The global electric vehicle industry is rapidly changing and, while Australia has been slow to make the change, our government and business are now beginning to prioritize it.
A changing industry for fleet vehicles
Since the beginning of the conflict in Europe we have seen ever increasing gas prices around the globe. This has had a profound impact on both individuals and companies across the world and led many to rethink how they could save costs. Through this we have seen record numbers of drivers turn to fuel-efficient alternatives to save money, and by the end of 2022 global EV sales are projected to generate $384bn in revenue, $34bn more than a year ago. They’re forecast to continue growing in 2023, with China and the USA accounting for half of these global sales.
While most fleets in Australia are still in the early stages of introducing EVs, more widespread EV adoption over the next 10-20 years by consumers, businesses, and automakers is being nudged along by regulatory changes from various government agencies around the globe.
In Australia, efforts are continuing to be made to encourage businesses and individuals to make the switch to EV’s. The Labor Government, for example, announced Australia’s first federal tax cuts for electric vehicles. A $345 million electric car discount will exempt eligible cars from the fringe benefits tax and the five per cent import tariffs, which would in turn save an employer up to $9000 a year on a $50,000 car.
Alongside changes at federal level, state incentives across Australia mean now businesses can begin to plan a future that includes mixed fleets while also considering an eventual move to fully electric fleets once Australia has fully implemented the right infrastructure. The Committee for Sydney and ACT plan on banning new petrol and diesel vehicles from 2027 and 2035 respectively means now is the time to begin the long term planning of switching to a mixed fleet in order to save both time and money in the long run.
An exciting future ahead for fleet managers
The support shown by state Governments in the form of rebates, waived stamp duty and registration fees has had a positive impact on the transport industry. EV sales increased by nearly 200% in 2021 as more Australians ditched the petrol pump. Further, some states and territories have made commitments to electrifying buses, with NSW leading the way by pledging to electrify their entire fleet of over 8000 buses, which will be powered by renewables by 2030. But there is much more work to do.

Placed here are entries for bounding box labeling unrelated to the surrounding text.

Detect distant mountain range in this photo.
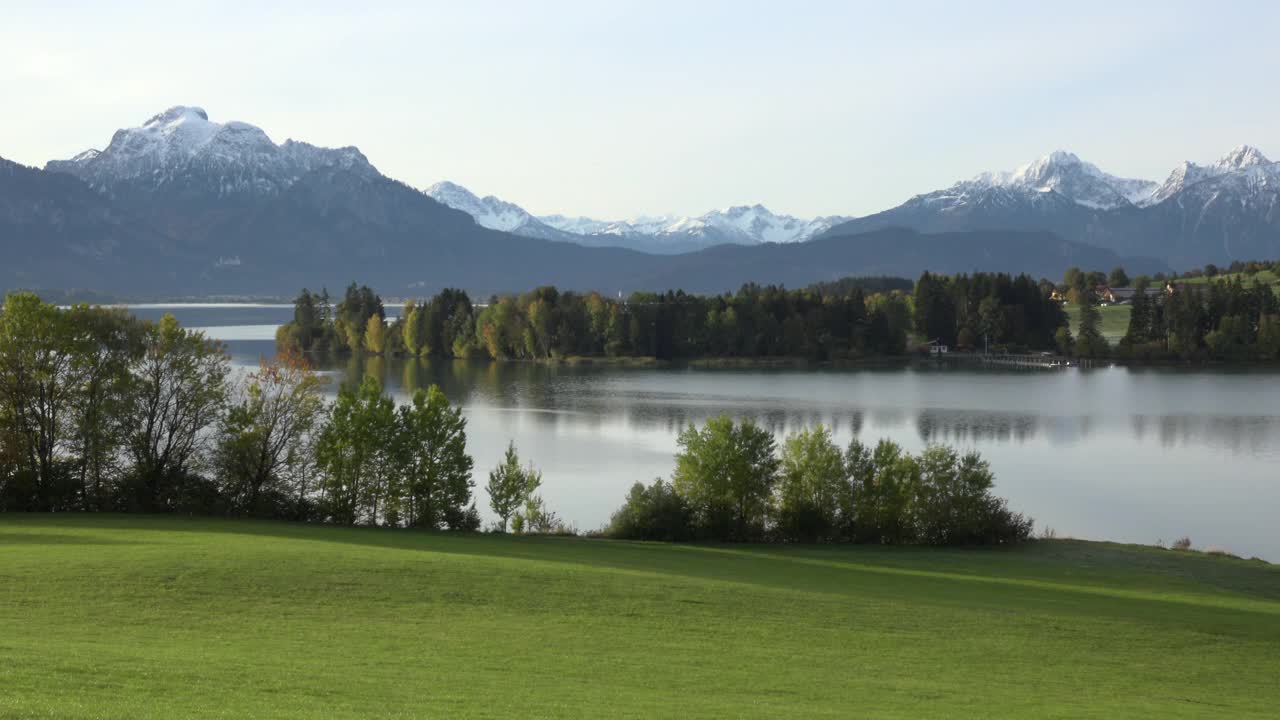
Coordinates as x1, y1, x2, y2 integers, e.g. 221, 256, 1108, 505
428, 145, 1280, 266
0, 106, 1280, 296
827, 145, 1280, 269
426, 182, 849, 254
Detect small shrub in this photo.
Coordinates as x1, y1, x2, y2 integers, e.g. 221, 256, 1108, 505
604, 478, 694, 542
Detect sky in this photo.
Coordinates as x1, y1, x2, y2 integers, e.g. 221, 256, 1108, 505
0, 0, 1280, 219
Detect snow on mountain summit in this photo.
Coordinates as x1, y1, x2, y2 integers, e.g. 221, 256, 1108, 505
972, 150, 1157, 210
46, 105, 376, 195
425, 181, 847, 252
1149, 145, 1280, 205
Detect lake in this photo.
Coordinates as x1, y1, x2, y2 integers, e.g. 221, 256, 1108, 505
133, 305, 1280, 561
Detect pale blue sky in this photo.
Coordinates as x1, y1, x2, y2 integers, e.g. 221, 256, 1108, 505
0, 0, 1280, 218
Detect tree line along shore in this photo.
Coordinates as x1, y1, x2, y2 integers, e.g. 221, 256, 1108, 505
0, 288, 1030, 544
276, 257, 1280, 365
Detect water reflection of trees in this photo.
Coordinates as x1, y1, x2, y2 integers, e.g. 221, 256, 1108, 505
323, 356, 1280, 454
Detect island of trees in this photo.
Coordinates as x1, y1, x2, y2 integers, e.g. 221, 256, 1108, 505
0, 293, 1030, 544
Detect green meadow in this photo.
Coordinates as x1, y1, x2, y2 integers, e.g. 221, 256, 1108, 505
0, 515, 1280, 719
1066, 302, 1133, 345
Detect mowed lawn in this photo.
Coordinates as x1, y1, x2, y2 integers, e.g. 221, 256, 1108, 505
0, 515, 1280, 719
1066, 304, 1133, 345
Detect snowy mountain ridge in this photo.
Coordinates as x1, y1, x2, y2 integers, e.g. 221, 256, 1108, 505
46, 105, 376, 195
425, 181, 847, 252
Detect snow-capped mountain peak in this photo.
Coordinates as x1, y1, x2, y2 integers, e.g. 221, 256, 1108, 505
46, 105, 376, 195
970, 150, 1156, 210
425, 181, 847, 252
1213, 145, 1271, 172
424, 181, 547, 237
1149, 145, 1280, 205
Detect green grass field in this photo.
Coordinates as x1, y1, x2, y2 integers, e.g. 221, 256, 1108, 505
1178, 270, 1280, 286
1066, 304, 1133, 345
0, 515, 1280, 719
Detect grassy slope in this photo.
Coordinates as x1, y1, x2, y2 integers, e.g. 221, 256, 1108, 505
1066, 302, 1133, 345
0, 515, 1280, 717
1176, 270, 1280, 286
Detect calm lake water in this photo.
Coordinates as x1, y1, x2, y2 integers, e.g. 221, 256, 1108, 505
133, 305, 1280, 561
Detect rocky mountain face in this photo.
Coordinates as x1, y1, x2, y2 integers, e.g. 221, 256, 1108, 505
826, 145, 1280, 268
20, 106, 1280, 296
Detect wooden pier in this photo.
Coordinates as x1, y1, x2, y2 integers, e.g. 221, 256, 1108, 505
945, 352, 1097, 370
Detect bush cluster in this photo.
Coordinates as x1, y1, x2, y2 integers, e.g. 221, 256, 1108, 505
605, 416, 1032, 544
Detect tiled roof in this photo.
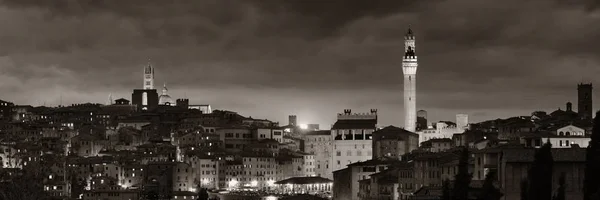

Making the transition from ICE vehicles to clean electric vehicles will take some time as infrastructure, legislation and adoption remain largely in their infancy in Australia. There is, however, more and more of a focus on moving to a clean energy economy, and transportation is one of the key sectors making the shift.
While Australia continues searching for the solutions to become fully electric it is important that businesses learn to strike a balance between fuel and electric vehicles within their fleets. This means that come the time when the proper infrastructure is available businesses and fleet managers will be able to make the smooth transition to fully electric fleets.